O princípio da reminiscência
 

Contemporâneo (Lat. Contemporaneu),
adj. e s. m.
que ou aquele que é do mesmo tempo,
da mesma época,
especialmente da época em que vivemos,
coevo.

Dicionário Universal da Língua Portuguesa

Manda a já antiga tradição conceptual que um título seja todo um programa. Em muitos casos, que nele se concentre tudo, o título, a obra e o mais. Convém ter isto presente quando travamos contacto com a mais recente série de pinturas de Jorge Lopes: «very Contemporary», uma designação tão abstracta e, simultaneamente, tão concreta como as próprias pinturas que a compõem.
Na verdade, a palavra contemporâneo é completamente central no léxico da arte do presente e, ao mesmo tempo, é a mais problemática das suas congéneres coevas.
Ao contrário da época anterior, que se via a si própria como Moderna, o que corresponde a um programa estético-ideológico amplo mas, ao mesmo tempo, identificável nos seus contornos gerais, Contemporâneo, exprime, simultaneamente, um excesso de sentido e uma vacuidade. É uma palavra demasiado polissémica e, por isso, à beira de perder qualquer significação.
Nesse sentido, ela é também um símbolo de um tempo incaracterizável, onde nenhuma síntese é possível, nenhum «zeitgeist», nem nenhuma tendência se impõe às demais como aquela que legitimamente exprime a condição da arte do seu tempo.
Isto faz com que uma expressão como «Very Contemporary» seja, paralelamente, uma inevitabilidade e um absurdo. Desconfio que seja por isso que Jorge Lopes a utiliza.
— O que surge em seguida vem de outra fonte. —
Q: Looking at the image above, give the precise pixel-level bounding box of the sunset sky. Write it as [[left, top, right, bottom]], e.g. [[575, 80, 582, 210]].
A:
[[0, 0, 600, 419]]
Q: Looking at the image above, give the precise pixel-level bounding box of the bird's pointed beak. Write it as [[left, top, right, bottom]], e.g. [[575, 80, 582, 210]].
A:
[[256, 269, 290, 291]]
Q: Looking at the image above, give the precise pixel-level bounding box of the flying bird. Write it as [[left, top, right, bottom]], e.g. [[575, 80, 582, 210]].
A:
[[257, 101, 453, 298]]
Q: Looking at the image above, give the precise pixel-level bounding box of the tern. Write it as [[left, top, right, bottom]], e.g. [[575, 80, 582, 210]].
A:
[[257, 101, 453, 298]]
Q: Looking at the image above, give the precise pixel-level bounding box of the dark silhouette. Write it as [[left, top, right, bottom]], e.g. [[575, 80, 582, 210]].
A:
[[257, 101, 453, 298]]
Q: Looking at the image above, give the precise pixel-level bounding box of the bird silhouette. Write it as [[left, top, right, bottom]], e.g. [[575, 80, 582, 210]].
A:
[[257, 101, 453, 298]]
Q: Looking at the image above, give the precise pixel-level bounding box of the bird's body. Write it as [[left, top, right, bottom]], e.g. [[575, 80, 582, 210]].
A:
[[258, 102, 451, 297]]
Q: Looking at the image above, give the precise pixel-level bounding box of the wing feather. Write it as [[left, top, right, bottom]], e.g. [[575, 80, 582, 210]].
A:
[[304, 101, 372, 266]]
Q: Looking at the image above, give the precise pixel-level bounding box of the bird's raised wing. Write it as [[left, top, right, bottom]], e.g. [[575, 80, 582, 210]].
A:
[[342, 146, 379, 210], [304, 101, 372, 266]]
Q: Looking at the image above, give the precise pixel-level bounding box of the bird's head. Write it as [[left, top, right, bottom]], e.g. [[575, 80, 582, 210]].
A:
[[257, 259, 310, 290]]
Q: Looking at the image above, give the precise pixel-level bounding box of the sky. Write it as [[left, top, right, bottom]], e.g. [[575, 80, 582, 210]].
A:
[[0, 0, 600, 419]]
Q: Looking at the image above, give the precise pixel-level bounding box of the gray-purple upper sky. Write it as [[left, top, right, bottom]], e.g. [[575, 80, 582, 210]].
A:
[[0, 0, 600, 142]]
Como uma ironia que revela uma desconfiança essencial em relação aos próprios sistemas de validação que actualmente fazem do caos um regime de possibilidades largamente arbitrário e, por isso, potencialmente autoritário.
Essa constatação não significa necessariamente um regresso ou uma nostalgia do passado, mas implica um ponto de vista histórico sobre a pintura. E aqui talvez seja preciso contornar o raciocínio silogístico de Joseph Kosuth que afirmava que «Se questionarmos a natureza da pintura, não poderemos estar a questionar a natureza da arte. Isso acontece porque a palavra arte é geral e a palavra pintura é específica ».
Na verdade, a pintura de Jorge Lopes corta este pressuposto ao meio na medida em que olha de forma completamente oblíqua para a história (sem a ortodoxia revivalista de alguma pintura abstracta que por aí se pratica), ao mesmo tempo que aceita o facto de ser feita dessa história, de ser um seu ponto de chegada mas não como se de um ready-made se tratasse.
Convém não confundir esta atitude com o anything goes que habitou o chamado regresso à pintura durante os anos oitenta. Poucas palavras são tão estranhas a esta pintura como a palavra «regresso», mas ela conduz-nos a uma questão importante na obra de Jorge Lopes: a da sua relação com a memória. No caso, não se trata tanto de a pintura fazer o registo de uma consciência da memória visual individual ou da sua história colectiva, mas de a pintura se abrir à memória enquanto mecanismo gerador, instável, perturbador e que, na sua aparente desorganização, denuncia uma qualquer ordenação da realidade que se queira impor.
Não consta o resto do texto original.